Copper is a strong and valued metal that helps to allow our society to run smoothly. Since the early 1800s, this type of metal has been used in electrical wiring. This was possible as a result of the creation of the electromagnet in the 1820s. Copper began to pick up in popularity at the time, and it was even used to help create the telegraph. In the mid 1870s, Mr. Alexander Graham Bell created the telephone, and this greatly increased the markets need for copper wiring.
The benefits of copper wire are proven throughout many different industries. This includes:
- Power generation
- Power transmission
- Power distribution
- Circuitry of electronics
There are several more applications that copper can be used for.
There are a lot of boons to be had when dealing with copper wiring, and this is because of all the different positive properties of copper.
For starters, copper has an extremely high electrical conductivity.
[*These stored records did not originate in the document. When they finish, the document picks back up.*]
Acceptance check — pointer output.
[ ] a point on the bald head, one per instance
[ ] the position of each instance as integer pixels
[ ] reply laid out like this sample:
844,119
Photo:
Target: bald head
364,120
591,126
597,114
Electrical conductivity is defined as the amount of electrical charge that is transported through an object. High conductivity means that electricity can easily flow through the metal. In fact, copper has the highest conductivity out of all non-precious metals. Aluminum only matches 60% of the conductivity that copper provides, and silver, which is a precious metal, is the only metal that can compete at copper’s level of conductivity.
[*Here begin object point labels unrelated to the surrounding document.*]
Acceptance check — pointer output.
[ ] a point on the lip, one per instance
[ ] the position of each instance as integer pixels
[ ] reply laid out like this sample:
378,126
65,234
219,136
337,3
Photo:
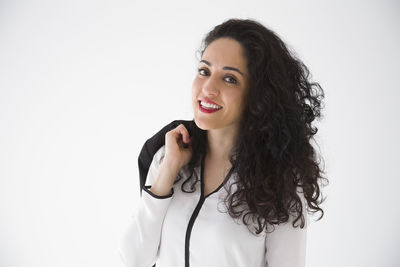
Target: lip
207,110
209,101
Another positive feature is the tensile strength of copper. Tensile strength is the amount of energy needed to pull another object (usually rope, wire, or sheet materials). When something has reached its tensile strength, it will break or snap. Copper has a tensile rate of 200-250 N/mm2. Copper is stronger than aluminum, and it only has a strength rating of 100 N/mm2). Considering the tensile strength of copper, you will find it being used in the building industry.
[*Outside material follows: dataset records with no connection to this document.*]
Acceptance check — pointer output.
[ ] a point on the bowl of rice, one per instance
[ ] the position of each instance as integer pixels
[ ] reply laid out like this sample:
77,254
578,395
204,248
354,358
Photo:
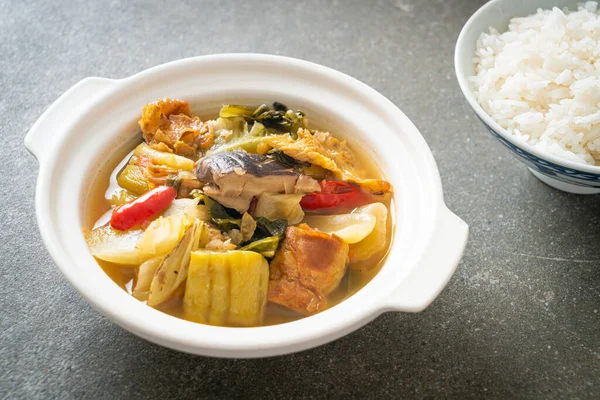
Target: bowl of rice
531,72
Copper is also ductile. Something that has ductility is something that can be molded and deformed without breaking, chipping, or scratching. This process is important in metalworking because products get hammered, rolled, and drawn. Copper has ductility.
These are just some of the strengths that copper can boast. It also has: high corrosion resistance, creep resistance, and thermal conductivity. Copper is easy to install, and it also has high solderability. There are different types of metal alloys, and each adds its own different abilities. For instance, beryllium copper wire does an amazing job at resisting non-oxidizing acids.